By the late 1990s, the communicative and collaborative consensus faced a fundamental challenge. Agonistic Planning, drawing on the political theory of Chantal Mouffe, argued that the goal of consensus was not only unrealistic but dangerous. Politics, Mouffe insisted, is inherently conflictual; suppressing disagreement in the name of consensus only drives conflict underground, where it erupts in more destructive forms. Agonistic Planning replaced the deliberative ideal with a vision of planning as a contest among legitimate adversaries who agree on the rules of democratic struggle but disagree fundamentally on values and interests. This framework directly rejected the core premise of Communicative and Collaborative Planning. It coexists with them today as a living disagreement: should planners aim to build consensus or to manage productive conflict?
Indigenous Planning Frameworks, emerging from the 1990s onward, challenged the subfield from a different angle. Indigenous communities in settler-colonial states—the United States, Canada, Australia, Aotearoa New Zealand—developed planning approaches rooted in Indigenous sovereignty, relational ontologies, and intergenerational stewardship. These frameworks replaced the Western assumption that planning is a state function with the principle that Indigenous nations hold inherent jurisdiction over their territories. Indigenous Planning Frameworks do not simply demand inclusion in existing participatory processes; they assert a fundamentally different governance logic based on treaty rights, customary law, and relationships with land. This framework coexists with all the others as a structural challenge: it questions whether the subfield's core concepts—participation, governance, planning itself—can be separated from their colonial origins.
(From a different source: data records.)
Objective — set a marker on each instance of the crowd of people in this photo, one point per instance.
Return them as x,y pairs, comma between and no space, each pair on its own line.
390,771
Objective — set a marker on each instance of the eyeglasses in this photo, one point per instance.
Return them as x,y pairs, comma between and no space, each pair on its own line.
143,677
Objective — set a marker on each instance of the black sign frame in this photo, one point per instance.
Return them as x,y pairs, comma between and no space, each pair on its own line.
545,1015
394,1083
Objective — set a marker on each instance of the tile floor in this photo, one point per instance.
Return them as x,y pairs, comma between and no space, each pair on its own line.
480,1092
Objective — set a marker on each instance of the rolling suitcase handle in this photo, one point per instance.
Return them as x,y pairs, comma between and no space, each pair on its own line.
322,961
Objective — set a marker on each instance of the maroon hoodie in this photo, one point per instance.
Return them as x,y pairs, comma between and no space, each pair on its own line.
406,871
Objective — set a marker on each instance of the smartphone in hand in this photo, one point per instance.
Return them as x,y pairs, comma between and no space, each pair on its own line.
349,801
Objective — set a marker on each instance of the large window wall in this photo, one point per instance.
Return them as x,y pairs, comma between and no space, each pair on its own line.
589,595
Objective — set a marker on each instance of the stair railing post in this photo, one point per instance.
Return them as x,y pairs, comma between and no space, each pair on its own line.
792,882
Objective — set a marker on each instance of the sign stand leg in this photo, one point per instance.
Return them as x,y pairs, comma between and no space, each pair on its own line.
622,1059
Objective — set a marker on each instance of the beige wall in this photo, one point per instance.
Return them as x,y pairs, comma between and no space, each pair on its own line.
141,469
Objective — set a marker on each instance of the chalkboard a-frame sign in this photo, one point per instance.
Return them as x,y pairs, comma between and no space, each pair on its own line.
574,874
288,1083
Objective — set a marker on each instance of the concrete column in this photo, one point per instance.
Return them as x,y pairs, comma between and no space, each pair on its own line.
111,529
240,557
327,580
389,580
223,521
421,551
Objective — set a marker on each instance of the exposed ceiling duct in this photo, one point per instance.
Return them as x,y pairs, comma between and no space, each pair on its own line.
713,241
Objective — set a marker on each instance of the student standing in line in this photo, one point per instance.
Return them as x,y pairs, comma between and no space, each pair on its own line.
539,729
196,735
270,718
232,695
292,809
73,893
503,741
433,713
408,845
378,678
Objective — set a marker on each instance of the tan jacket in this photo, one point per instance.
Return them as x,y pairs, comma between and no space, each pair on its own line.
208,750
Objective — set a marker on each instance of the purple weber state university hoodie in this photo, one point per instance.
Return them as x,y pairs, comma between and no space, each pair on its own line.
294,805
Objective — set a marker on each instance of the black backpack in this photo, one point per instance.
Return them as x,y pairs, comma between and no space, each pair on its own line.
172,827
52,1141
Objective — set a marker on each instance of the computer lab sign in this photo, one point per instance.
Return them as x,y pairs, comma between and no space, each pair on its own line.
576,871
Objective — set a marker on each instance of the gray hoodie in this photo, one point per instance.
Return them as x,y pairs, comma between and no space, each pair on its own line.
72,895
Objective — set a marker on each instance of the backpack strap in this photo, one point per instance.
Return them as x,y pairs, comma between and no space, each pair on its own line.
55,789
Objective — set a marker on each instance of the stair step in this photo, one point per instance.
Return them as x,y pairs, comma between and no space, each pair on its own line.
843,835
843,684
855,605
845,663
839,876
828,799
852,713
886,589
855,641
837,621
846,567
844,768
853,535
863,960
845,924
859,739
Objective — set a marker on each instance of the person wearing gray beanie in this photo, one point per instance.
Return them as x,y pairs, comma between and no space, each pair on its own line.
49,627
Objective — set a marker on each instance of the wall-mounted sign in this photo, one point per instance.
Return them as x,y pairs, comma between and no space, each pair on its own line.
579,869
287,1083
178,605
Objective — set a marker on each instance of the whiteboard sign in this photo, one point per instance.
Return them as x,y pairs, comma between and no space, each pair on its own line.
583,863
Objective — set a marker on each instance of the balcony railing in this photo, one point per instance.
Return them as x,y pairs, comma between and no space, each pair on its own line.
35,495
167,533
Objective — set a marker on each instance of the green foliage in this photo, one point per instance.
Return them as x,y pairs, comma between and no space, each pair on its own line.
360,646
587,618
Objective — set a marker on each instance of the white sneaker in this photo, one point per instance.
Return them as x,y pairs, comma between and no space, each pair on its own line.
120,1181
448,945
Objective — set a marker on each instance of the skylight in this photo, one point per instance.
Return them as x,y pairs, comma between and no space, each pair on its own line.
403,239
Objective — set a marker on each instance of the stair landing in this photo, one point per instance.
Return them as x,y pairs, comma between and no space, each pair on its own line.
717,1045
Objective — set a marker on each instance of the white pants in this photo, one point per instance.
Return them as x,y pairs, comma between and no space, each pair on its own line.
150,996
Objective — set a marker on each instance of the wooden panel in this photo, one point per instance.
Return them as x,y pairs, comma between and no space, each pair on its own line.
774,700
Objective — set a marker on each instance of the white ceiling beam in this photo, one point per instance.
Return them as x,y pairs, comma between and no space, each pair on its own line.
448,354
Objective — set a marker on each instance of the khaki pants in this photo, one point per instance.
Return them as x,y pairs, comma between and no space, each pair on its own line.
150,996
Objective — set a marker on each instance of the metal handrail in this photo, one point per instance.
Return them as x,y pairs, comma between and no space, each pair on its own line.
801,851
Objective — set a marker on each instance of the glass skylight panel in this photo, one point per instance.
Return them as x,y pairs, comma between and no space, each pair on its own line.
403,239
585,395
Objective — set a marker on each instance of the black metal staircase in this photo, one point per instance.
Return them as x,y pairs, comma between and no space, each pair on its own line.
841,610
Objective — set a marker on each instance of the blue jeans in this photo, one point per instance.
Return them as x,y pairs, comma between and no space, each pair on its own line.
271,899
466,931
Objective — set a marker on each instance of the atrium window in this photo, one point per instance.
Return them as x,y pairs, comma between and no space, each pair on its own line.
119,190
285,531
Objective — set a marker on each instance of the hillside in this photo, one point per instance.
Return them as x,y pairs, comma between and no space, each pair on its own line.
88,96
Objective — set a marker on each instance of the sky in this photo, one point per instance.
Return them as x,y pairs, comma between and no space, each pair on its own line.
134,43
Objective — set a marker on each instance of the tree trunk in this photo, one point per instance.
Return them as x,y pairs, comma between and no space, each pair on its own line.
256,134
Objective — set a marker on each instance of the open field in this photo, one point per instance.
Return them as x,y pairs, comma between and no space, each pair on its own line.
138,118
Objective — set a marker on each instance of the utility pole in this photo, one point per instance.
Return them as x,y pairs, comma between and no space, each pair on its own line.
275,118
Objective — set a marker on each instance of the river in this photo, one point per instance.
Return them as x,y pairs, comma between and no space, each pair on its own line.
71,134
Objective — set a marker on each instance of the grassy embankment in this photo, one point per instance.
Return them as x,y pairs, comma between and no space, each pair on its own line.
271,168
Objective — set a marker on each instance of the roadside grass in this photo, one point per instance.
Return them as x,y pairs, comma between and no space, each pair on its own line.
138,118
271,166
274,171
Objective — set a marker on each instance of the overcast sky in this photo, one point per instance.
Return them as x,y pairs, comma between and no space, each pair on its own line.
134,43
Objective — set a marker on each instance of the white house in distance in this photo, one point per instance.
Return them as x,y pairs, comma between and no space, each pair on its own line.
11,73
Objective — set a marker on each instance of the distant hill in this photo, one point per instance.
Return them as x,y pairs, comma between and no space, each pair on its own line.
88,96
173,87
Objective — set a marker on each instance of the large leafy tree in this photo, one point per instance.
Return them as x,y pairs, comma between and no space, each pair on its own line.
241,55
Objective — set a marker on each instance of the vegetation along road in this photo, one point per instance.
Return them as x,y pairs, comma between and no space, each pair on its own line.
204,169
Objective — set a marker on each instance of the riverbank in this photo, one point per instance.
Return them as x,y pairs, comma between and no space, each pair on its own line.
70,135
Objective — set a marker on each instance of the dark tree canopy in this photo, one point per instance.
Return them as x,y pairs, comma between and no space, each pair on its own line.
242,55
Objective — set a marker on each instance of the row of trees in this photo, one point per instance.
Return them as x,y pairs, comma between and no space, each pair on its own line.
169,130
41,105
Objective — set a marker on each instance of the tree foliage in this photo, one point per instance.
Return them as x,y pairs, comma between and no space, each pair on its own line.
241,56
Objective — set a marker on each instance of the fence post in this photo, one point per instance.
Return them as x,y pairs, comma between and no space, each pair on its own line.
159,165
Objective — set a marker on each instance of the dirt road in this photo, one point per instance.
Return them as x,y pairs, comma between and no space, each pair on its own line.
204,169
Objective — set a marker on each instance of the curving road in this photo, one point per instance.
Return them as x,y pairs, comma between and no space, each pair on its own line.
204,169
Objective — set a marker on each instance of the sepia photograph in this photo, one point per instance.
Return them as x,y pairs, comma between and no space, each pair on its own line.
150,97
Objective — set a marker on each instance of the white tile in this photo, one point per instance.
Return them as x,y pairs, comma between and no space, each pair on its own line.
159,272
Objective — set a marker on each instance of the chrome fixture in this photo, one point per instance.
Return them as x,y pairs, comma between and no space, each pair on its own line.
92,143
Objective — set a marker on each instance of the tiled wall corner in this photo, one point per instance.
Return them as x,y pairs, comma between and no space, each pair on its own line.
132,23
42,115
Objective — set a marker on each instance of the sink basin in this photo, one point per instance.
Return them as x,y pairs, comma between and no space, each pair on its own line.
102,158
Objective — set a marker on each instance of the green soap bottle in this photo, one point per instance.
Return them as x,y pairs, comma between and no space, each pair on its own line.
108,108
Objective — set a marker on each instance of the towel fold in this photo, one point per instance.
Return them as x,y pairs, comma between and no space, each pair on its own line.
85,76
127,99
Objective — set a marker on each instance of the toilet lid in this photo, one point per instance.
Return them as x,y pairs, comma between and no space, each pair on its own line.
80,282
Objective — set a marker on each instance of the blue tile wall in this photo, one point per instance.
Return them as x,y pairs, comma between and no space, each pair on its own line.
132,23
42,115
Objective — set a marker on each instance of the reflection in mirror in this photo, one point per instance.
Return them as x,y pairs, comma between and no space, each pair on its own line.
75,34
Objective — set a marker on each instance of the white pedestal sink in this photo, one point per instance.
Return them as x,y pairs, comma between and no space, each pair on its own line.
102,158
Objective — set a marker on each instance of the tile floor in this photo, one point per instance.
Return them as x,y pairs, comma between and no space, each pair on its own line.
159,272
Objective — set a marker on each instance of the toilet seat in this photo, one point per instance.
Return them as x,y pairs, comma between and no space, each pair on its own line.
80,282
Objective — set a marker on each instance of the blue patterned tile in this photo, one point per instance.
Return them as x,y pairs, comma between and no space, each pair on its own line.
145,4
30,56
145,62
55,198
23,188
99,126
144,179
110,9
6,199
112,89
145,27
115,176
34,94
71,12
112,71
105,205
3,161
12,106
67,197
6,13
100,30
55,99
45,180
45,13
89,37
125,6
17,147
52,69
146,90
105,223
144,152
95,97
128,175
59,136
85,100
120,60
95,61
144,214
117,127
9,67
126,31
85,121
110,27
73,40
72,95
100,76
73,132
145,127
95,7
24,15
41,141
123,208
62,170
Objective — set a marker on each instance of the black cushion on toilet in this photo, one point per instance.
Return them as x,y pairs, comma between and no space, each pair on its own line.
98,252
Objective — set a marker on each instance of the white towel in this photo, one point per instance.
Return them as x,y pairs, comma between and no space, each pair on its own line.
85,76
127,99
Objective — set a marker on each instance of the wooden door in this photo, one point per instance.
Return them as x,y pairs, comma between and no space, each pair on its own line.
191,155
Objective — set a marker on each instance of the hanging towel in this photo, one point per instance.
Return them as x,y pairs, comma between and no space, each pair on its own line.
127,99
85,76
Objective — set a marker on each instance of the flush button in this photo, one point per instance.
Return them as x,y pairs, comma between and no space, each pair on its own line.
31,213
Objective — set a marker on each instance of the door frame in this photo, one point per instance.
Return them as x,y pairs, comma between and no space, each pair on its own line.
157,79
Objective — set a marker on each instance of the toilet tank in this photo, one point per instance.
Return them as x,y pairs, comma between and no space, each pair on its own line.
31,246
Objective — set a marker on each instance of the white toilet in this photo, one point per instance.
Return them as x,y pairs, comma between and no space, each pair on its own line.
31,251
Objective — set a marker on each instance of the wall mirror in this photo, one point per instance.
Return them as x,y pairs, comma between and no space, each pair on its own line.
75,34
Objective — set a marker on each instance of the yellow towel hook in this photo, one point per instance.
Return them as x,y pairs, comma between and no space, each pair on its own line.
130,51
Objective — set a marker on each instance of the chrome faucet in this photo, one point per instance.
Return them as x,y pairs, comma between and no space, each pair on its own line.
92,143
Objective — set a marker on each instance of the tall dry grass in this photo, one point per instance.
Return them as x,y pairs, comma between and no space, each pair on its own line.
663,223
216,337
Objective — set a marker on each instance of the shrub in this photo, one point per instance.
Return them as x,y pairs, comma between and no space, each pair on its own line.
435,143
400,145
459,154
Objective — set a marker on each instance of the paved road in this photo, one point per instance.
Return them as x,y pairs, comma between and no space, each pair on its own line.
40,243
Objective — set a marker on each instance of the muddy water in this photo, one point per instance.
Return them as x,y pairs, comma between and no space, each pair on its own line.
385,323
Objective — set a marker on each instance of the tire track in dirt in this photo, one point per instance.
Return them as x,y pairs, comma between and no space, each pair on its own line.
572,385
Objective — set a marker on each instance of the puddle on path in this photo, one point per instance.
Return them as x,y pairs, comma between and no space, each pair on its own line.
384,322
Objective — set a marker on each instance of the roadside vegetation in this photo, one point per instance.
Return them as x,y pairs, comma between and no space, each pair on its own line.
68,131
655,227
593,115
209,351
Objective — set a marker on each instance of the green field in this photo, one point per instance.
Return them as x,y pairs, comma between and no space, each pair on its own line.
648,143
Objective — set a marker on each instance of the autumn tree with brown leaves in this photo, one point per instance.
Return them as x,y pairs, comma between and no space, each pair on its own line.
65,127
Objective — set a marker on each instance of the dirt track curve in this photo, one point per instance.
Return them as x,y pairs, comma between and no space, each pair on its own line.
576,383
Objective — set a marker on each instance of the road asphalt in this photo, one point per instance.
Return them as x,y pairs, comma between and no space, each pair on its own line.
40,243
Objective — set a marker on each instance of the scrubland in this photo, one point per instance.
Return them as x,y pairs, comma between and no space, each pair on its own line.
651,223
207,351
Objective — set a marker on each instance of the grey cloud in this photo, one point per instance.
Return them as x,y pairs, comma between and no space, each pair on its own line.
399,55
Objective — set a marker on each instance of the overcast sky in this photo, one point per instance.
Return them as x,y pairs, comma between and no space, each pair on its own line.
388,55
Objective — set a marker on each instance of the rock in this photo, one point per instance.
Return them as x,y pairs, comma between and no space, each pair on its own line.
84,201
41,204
Today, no single framework dominates planning governance and participation. The field is marked by productive pluralism and unresolved tensions. Advocacy Planning and Equity Planning remain influential in planning practice, especially in community development and social justice planning. Communicative and Collaborative Planning continue to inform participatory processes in local government, though practitioners increasingly acknowledge their limitations in contexts of deep inequality. Machizukuri and Participatory Budgeting offer concrete, replicable models that have been adapted worldwide. Agonistic Planning provides a critical lens for analyzing why participatory processes sometimes fail to produce just outcomes. Indigenous Planning Frameworks are gaining recognition as distinct systems of governance, not merely as alternative participation methods.
The leading frameworks today agree on several points: planning decisions should involve those affected by them; expert knowledge must be balanced with local and experiential knowledge; and participation must address power imbalances, not just procedural fairness. But they disagree sharply on what follows from these commitments. Should planners act as advocates, facilitators, redistributive agents, or adversaries? Is the goal of participation consensus, mutual learning, direct control over resources, or the management of democratic conflict? Can participatory governance be institutionalized without being co-opted? These disagreements are not signs of weakness; they reflect the subfield's maturation into a space where the fundamental questions of democratic life—who decides, how, and for whom—are debated openly rather than settled by professional authority.